Lors des discussions sur les risques d'atteinte à la réputation liés à l'adoption de l'IA, les participants ont souligné l'importance d'intégrer la sécurité dès les premières étapes d'un projet. Cela permet d'assurer la transparence quant à l'utilisation de l'IA, la protection de la vie privée et une approche éthique de cette technologie. Les participants ont convenu que seule une approche proactive et rigoureuse de la conception du projet peut apporter la clarté nécessaire à une utilisation sécurisée. « Nous devons constamment nous demander : quelles sont les utilisations potentielles de l'IA qui pourraient nous faire enfreindre nos principes ? », a dit un participant. « Même avec des données valides recueillies de manière responsable, l'IA agira de façon imprévisible. Une donnée initialement conforme pourrait ne plus l'être une fois associée à d'autres données. » 

De même, les participants ont discuté de la manière dont une conception proactive de la sécurité peut contribuer à garantir le succès d'un produit, quel que soit le contexte réglementaire : « On ne sait jamais vraiment où ça va nous mener », a déclaré l'un d'eux. « Ça crée des risques. Il faut anticiper. »

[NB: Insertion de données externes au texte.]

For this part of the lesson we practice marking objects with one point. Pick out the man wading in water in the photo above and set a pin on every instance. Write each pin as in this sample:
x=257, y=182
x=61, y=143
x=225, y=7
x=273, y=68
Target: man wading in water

En matière de gouvernance, les participants ont examiné comment, plutôt que d'entreprendre des changements majeurs, ils pourraient privilégier l'adaptation des systèmes et outils existants. « Mettre en œuvre l'IA, c'est simplement une bonne gestion du changement », a déclaré un participant. Les participants ont suggéré de constituer un groupe interfonctionnel chargé d'examiner les mécanismes de contrôle existants, tels que le code de conduite, les politiques, les systèmes et les logiciels, afin d'identifier les axes d'amélioration.

Tout en réaffirmant les principes fondamentaux de la gouvernance et de la gestion des risques, les participants ont également abordé les nouveaux défis posés par l'IA. Il est notamment nécessaire d’harmoniser et d’intégrer les systèmes et les données cloisonnés afin de mener des évaluations complètes de la conformité en matière de protection de la vie privée. Ils ont par ailleurs constaté que, dans sa configuration actuelle, la direction d'entreprise manque souvent de ces capacités essentielles. « Nous n'avons pas vraiment la capacité d'évaluer les risques liés à l'IA », a déclaré un participant, « et nous n'avons pas de processus permettant d'appliquer concrètement des contrôles à l'échelle de l'entreprise pour toutes les applications d'IA en cours. »

Mise en œuvre réussie des technologies d'IA

Le défi que représente la mise en œuvre sûre et productive des technologies d'IA — et l'exploitation de leur potentiel pour faire progresser l'entreprise — nécessitera clairement des capacités organisationnelles considérables, au-delà de la simple maîtrise technique de l'IA. Le succès exigera une approche globale de la gouvernance de l'IA, incluant :

  • Des PRINCIPES clairs pour faciliter la prise de décision dans cet environnement extrêmement dynamique.
  • Une vaste culture de l'IA parmi toutes les parties prenantes afin de leur permettre de prendre les bonnes décisions.
  • Une gouvernance adaptée à l'IA pour assurer la visibilité et l'expertise sur les applications de l'IA.
  • Des outils et des pratiques d'IA dédiés qui permettront d'évaluer l'équité, l'explicabilité, la dérive et d'autres considérations éthiques et techniques des modèles et qui constitueront une infrastructure fondamentale pour mettre en œuvre les principes de l'IA.

Nous vous invitons à tenir compte de ces piliers lors de la conception de la gouvernance de votre stratégie d'IA.